Rochester Republican Senators Dave Senjem and Carla Nelson say they support expanding the Mayo Civic Center, but they see some other possible problems with the governor's bonding bill.
That could be a problem for the governor because the bill needs a 3/5 majority to pass, and though Democrats control both houses of the legislature, they still don't have that much of a margin.
Rochester Republicans had one initial reaction to Governor Dayton's bonding bill.
"One concern I would say is the size," Nelson said.
"750 is typically a bit more than we would do in a first year," Senjem said.
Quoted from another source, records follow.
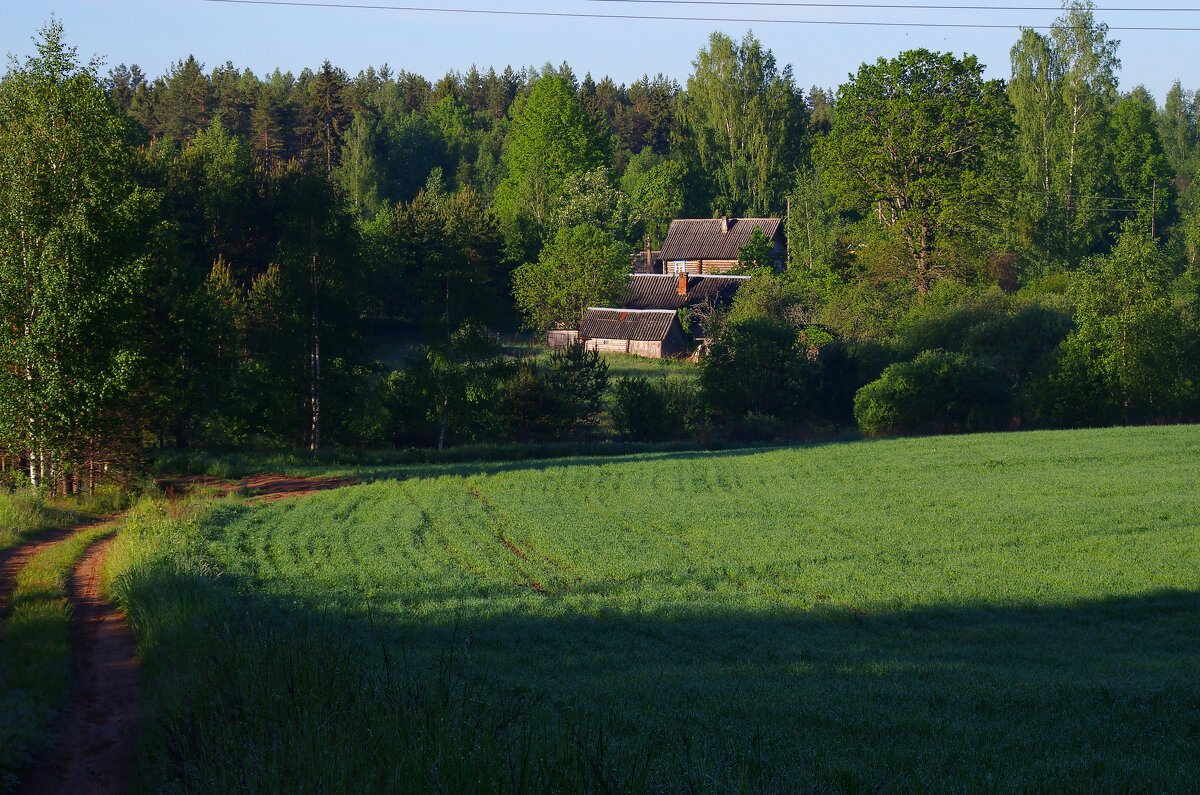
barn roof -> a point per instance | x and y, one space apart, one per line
640 266
705 238
652 324
661 291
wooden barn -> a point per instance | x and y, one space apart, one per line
712 245
652 333
667 291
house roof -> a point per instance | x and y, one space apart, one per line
661 291
640 266
652 324
703 238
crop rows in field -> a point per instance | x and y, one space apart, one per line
955 609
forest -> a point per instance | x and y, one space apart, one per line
209 258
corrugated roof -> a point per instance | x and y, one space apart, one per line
703 239
651 324
661 291
639 264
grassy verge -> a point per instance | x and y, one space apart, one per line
1012 611
24 514
35 656
420 461
246 694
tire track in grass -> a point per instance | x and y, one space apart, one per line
15 559
427 527
543 565
52 585
94 746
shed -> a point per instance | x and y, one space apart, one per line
652 333
712 245
666 291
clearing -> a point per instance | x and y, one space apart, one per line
1003 611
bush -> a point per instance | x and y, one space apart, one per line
936 393
759 365
658 410
639 411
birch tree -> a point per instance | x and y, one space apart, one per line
744 123
1063 90
72 231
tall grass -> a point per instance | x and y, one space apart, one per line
247 694
25 513
35 656
987 613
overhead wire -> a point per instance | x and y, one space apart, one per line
766 21
899 6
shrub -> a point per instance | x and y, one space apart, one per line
936 393
759 365
639 411
654 410
561 400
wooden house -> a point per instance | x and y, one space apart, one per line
667 291
712 245
652 333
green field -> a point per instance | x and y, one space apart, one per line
1008 611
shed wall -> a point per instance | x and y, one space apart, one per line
562 338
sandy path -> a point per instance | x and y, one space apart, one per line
13 559
93 751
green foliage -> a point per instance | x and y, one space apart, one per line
743 123
935 393
577 378
581 267
551 139
1062 93
918 149
757 253
1129 357
655 186
73 234
592 199
769 294
759 365
655 410
1143 173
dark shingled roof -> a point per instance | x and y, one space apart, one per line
703 239
627 324
640 266
661 291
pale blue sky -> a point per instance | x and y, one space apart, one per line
153 34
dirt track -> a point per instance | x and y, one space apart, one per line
12 560
93 749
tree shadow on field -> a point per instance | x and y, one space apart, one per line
473 468
1096 695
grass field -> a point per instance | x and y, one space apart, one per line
35 656
1008 611
27 513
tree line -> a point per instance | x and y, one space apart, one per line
203 258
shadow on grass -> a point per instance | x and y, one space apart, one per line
267 691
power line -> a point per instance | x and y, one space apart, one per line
571 15
903 6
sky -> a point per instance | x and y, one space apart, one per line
154 34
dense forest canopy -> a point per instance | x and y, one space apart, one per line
199 257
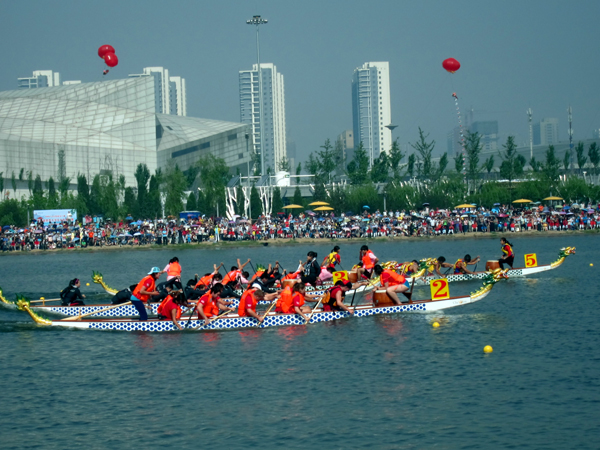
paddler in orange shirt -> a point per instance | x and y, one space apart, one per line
393 283
248 302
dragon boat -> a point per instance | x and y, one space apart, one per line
233 321
512 273
109 310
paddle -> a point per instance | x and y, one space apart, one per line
93 312
224 313
314 309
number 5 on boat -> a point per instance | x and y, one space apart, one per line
530 260
439 289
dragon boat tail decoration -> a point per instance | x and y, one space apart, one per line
98 279
562 255
24 305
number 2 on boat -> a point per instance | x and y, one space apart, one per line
530 260
439 289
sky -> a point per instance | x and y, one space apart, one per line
515 55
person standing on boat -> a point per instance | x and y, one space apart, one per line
393 283
508 256
335 302
71 295
460 266
173 269
368 258
144 290
248 302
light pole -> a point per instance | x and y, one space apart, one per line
257 20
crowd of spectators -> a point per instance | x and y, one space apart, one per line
424 222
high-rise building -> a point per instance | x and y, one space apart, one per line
270 139
488 131
545 132
166 90
371 108
40 78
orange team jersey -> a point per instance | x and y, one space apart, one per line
204 281
174 270
231 276
392 278
298 301
208 305
247 302
148 283
284 303
168 305
368 260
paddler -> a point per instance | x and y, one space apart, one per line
393 282
335 300
460 266
248 302
368 259
508 256
173 269
210 304
170 308
144 290
235 273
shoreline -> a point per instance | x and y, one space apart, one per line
307 241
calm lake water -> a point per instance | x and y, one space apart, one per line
380 382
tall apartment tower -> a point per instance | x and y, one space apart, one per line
166 91
270 138
371 108
40 78
545 132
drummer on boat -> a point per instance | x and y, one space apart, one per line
460 266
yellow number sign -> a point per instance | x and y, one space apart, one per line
530 260
439 289
341 275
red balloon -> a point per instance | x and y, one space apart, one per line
104 49
451 65
111 59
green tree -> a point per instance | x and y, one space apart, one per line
512 164
83 194
277 201
567 160
410 166
424 149
175 183
594 155
358 169
255 203
142 176
581 157
192 204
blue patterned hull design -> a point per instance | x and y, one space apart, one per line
513 273
272 320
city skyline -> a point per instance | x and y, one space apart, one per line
511 55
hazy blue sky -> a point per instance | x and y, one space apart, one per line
541 54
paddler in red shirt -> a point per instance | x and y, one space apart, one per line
248 302
393 283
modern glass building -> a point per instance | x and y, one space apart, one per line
371 108
270 138
106 127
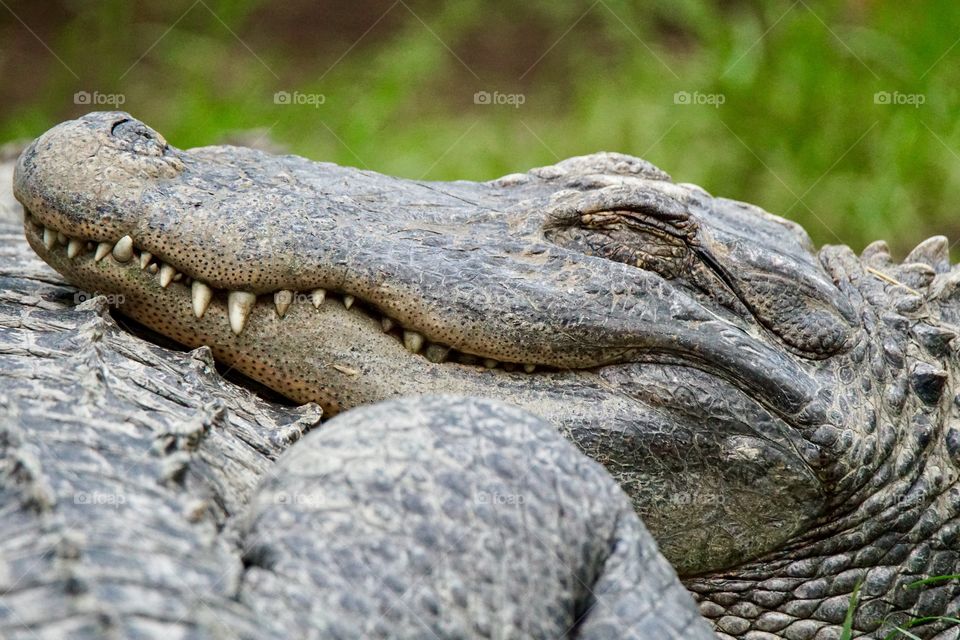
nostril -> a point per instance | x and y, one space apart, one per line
113 129
138 137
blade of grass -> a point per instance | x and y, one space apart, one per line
847 632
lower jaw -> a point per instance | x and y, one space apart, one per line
331 355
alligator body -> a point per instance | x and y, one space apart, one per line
785 421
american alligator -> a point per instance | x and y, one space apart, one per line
785 421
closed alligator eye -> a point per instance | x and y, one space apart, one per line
704 251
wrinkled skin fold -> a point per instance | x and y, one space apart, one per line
698 347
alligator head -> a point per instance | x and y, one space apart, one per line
785 421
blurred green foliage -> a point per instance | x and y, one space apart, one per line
799 128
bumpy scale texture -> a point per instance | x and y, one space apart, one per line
785 420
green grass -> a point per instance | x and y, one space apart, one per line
798 132
900 630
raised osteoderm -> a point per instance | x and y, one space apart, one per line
785 420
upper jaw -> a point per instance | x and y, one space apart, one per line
453 268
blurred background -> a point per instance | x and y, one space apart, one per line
842 115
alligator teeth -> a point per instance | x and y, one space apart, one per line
413 341
282 300
102 250
49 238
201 295
437 353
239 305
74 247
166 275
123 250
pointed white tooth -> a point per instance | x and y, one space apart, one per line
103 249
239 305
166 275
201 294
282 300
413 341
437 353
49 238
123 250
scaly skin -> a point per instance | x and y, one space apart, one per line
786 422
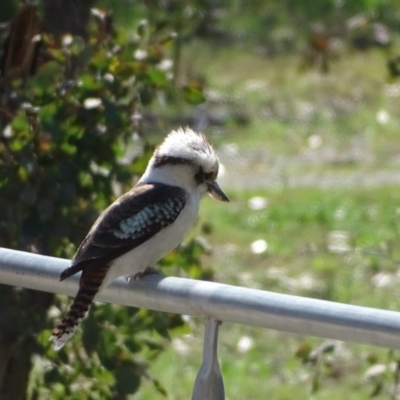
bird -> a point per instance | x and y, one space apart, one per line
144 224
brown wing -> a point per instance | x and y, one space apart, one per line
127 223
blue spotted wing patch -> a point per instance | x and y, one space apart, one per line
127 223
156 214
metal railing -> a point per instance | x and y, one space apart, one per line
216 302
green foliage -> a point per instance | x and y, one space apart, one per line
65 143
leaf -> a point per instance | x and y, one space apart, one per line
193 93
127 381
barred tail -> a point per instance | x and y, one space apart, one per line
90 283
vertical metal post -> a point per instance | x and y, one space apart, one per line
209 383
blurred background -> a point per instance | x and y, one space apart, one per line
301 100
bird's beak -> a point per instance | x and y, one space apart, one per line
216 192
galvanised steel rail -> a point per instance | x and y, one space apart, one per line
216 302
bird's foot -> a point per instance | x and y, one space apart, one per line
148 271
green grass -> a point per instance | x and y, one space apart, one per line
297 225
325 238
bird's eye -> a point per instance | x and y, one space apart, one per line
200 177
209 176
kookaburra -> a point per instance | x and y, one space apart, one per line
144 224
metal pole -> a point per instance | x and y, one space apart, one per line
282 312
209 383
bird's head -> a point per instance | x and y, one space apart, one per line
186 158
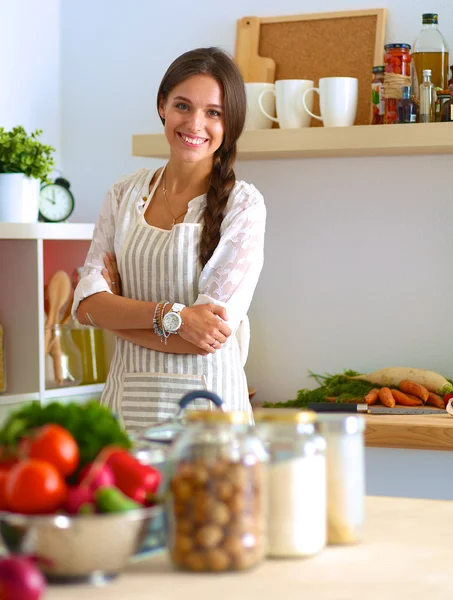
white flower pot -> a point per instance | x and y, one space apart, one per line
19 198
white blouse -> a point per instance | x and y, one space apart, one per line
230 276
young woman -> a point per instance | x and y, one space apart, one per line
177 253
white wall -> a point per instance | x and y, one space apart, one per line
30 67
358 252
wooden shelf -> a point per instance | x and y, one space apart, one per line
46 231
416 432
320 142
78 390
18 398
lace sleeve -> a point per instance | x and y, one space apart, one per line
231 275
92 280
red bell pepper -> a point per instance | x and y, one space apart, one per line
447 397
139 482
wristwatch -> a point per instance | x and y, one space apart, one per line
172 321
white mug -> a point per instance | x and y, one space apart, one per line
255 118
291 113
337 100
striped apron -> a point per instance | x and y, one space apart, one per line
144 386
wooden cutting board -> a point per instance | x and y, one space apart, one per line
254 68
312 46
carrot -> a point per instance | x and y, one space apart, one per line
372 397
385 396
431 380
410 387
405 399
435 400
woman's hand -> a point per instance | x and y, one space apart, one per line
204 325
111 274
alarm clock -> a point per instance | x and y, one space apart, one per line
56 202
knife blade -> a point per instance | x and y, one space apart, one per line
372 410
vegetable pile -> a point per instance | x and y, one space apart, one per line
72 459
392 386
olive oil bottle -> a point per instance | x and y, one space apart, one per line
430 51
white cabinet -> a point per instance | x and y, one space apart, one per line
29 254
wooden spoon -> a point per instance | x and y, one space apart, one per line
58 290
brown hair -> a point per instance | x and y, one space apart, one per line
219 65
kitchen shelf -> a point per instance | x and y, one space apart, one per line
46 231
18 398
78 390
29 254
325 142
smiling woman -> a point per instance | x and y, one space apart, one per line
177 254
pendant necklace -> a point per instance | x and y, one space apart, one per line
164 189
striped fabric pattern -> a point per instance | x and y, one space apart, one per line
144 386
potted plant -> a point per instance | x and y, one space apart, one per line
25 162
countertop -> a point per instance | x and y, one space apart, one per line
407 554
421 432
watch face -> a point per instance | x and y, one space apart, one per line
56 203
172 322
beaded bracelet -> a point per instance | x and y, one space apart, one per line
164 334
156 325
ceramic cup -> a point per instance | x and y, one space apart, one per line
291 113
255 118
337 100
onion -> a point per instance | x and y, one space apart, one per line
20 578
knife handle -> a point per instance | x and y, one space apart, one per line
336 407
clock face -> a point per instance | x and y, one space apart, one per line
56 203
172 321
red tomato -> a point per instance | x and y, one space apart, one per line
54 444
4 473
35 487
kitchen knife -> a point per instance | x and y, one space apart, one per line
372 410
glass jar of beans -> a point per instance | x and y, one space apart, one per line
217 495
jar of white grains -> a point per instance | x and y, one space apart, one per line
216 513
297 514
345 476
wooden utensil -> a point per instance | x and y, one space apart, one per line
254 68
58 291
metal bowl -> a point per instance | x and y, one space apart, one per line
83 547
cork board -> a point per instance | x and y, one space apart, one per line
313 46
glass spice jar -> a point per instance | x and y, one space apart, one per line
345 476
377 96
217 497
443 97
296 521
397 59
446 114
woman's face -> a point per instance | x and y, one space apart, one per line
193 114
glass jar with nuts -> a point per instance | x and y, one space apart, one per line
217 494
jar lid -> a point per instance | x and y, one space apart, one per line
429 18
285 415
397 46
340 423
235 417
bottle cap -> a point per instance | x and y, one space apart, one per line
397 46
407 90
430 18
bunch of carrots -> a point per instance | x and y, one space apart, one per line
409 393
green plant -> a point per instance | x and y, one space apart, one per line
22 153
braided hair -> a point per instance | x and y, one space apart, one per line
219 65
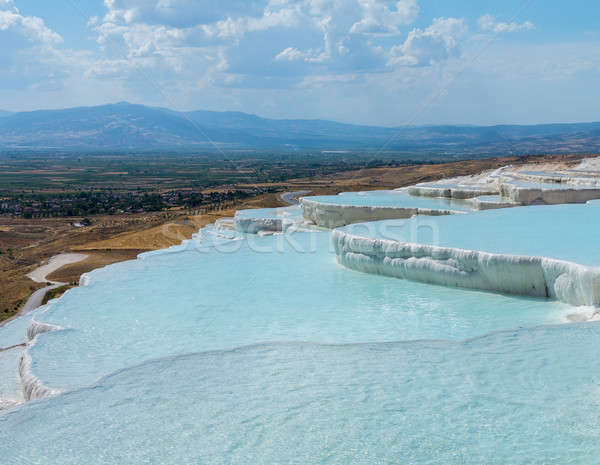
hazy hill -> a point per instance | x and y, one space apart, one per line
125 126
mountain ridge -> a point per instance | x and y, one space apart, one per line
126 126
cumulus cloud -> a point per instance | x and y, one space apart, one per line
432 45
381 18
488 23
31 27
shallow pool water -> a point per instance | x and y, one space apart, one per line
518 397
392 199
566 232
262 289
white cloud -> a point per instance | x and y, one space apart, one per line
380 18
432 45
31 27
488 23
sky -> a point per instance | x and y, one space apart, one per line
375 62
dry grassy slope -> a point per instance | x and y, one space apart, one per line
116 238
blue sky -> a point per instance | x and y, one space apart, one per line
383 62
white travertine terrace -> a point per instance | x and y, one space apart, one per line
501 188
512 274
334 215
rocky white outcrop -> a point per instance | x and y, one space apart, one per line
548 195
257 225
528 276
451 192
327 215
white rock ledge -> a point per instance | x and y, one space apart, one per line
565 281
32 386
328 215
257 225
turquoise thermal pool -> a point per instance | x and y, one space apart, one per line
239 348
565 232
519 397
261 289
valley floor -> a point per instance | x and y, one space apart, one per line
27 243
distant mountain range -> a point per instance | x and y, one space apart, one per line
124 126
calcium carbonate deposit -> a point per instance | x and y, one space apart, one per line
269 338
However, the Governor says with low interest rates and a strong construction workforce, now is the time for his 64 recommendations which also include money for RCTC and Winona State classroom renovations as well as money for Rochester to takeover Highway 63 from the state.
"Given the backlog from previous governors vetoes and from lack of legislative support the last two years there's just huge need for it," Dayton said.
But for the bill to pass, Senator Senjem says there's still plenty of work to be done on it in the legislature.
"I expect it will probably be a little less than it is now or reconfigured in some form," Senjem said.
Senator Nelson says the state has some other business to sort out first.
"We have to vote for a budget first," Nelson said. Then we can talk about bonding."
When it comes down to what needs to go from the bill, both senators have a pretty clear indication.
"There's some things in there that would just give me heartburn like a sculpture garden certainly," Nelson said. "I think there's funding in there for a ski chalet."
"There are other projects in there that deal with ski chalets and sculpture gardens," Senjem said.
While the Senators both agree work needs to be done on the bill, they say they still hope to see money for the Mayo Civic center in the final version.
After fighting for that money last summer, Senjem says it shouldn't have taken this long.
"We could have had this done frankly six months ago," Senjem said.
The governor's bonding recommendations allocate $35 million to expand the Mayo Civic Center.
The biggest single expense in the governor's recommendations goes right into the capitol building -- $109 million on continued restorations.